Any helpt would be greatly appreciated as to which working is correct. Thanks!!
According to the definition of $\mathcal P(A \mid B),$ $$\mathcal P(A \cap B) = \mathcal P(A \mid B) \mathcal P(B).$$ Any intuition that leads you to a different conclusion is a mistaken intuition about conditional probabilities.
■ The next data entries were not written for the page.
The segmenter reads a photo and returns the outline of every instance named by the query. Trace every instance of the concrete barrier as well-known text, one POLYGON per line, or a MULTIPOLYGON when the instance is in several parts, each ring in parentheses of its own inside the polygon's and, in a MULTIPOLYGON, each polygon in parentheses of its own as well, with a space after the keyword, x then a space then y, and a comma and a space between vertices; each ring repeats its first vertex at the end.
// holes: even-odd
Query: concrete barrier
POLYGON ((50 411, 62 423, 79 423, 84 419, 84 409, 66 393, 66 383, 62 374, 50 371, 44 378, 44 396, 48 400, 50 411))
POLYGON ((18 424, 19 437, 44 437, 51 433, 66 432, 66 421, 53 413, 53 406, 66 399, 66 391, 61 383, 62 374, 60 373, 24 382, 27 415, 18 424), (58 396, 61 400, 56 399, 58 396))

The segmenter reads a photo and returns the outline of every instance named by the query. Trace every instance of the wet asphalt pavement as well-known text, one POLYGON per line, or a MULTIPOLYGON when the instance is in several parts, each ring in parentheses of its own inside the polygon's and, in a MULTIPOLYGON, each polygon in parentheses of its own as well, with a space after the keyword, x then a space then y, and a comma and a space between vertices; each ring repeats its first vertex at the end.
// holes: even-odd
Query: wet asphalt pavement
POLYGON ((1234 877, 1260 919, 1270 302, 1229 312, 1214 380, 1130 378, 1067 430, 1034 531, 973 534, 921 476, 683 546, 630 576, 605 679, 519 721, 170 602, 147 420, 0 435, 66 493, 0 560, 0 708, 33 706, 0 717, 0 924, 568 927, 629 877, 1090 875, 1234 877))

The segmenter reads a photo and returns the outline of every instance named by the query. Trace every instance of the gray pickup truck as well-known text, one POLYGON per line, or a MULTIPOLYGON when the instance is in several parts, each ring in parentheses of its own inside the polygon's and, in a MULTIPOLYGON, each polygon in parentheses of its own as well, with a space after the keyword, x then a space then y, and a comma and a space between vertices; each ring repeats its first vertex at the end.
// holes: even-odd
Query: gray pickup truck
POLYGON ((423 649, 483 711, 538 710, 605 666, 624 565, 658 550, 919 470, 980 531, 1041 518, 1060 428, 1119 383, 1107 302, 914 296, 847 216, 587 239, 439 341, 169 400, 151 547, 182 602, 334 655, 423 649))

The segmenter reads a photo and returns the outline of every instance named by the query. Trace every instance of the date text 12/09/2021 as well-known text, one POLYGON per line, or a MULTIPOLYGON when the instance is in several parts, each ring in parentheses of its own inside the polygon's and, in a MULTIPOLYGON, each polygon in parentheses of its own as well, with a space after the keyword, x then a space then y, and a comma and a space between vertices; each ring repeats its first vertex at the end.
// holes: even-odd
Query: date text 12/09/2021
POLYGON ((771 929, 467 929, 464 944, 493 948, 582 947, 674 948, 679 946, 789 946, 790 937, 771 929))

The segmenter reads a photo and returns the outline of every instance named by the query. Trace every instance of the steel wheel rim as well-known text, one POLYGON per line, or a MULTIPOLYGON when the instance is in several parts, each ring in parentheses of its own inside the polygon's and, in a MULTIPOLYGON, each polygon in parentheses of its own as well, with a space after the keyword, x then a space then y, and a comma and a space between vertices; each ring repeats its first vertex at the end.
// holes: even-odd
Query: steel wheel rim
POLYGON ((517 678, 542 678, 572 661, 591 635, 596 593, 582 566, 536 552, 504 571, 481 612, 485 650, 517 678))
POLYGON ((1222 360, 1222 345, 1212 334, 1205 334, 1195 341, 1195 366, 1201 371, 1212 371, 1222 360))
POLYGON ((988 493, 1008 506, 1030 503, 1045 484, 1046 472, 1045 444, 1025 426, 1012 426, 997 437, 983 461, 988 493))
Dependence of one event on another in probability may arise because the other event has a causal effect on the first one, but that is not what defines dependence. Dependence also is a two-way street: it happens when $$ \mathcal P(A \cap B) \neq \mathcal P(A) \mathcal P(B),$$ and as you might guess from the symmetry of this formula, if $B$ is dependent on $A$ then $A$ is dependent on $B.$
If you want to think of this in more causal terms, consider $\mathcal P(A \mid B) : (1 - \mathcal P(A \mid B))$ as the fair odds on a bet that $A$ will occur, with the condition that the bet is settled with these odds if $B$ occurs, but if $B$ does not occur the bet is canceled.
Suppose a friend says to you, "I bet you Terry will lose the semi-final. If she wins I pay you a dollar, if she loses you pay me two dollars." This is a favorable bet for you (and a bad bet for your friend) because the expected winnings of $1$ dollar with $0.7$ probability outweighs than the expected loss of $2$ dollars with $0.3$ probability.
But suppose your friend puts an extra condition on the bet--you have to wait until after the final before settling the bet, and if Terry wins the final the whole bet is canceled. You now have a much lower chance of winning, but just as big a chance of losing. In fact, is now a bad bet for you and a favorable bet for your friend. You should ask for better odds on the bet. This corresponds to the fact that $\mathcal P(A \mid B) > \mathcal P(A)$.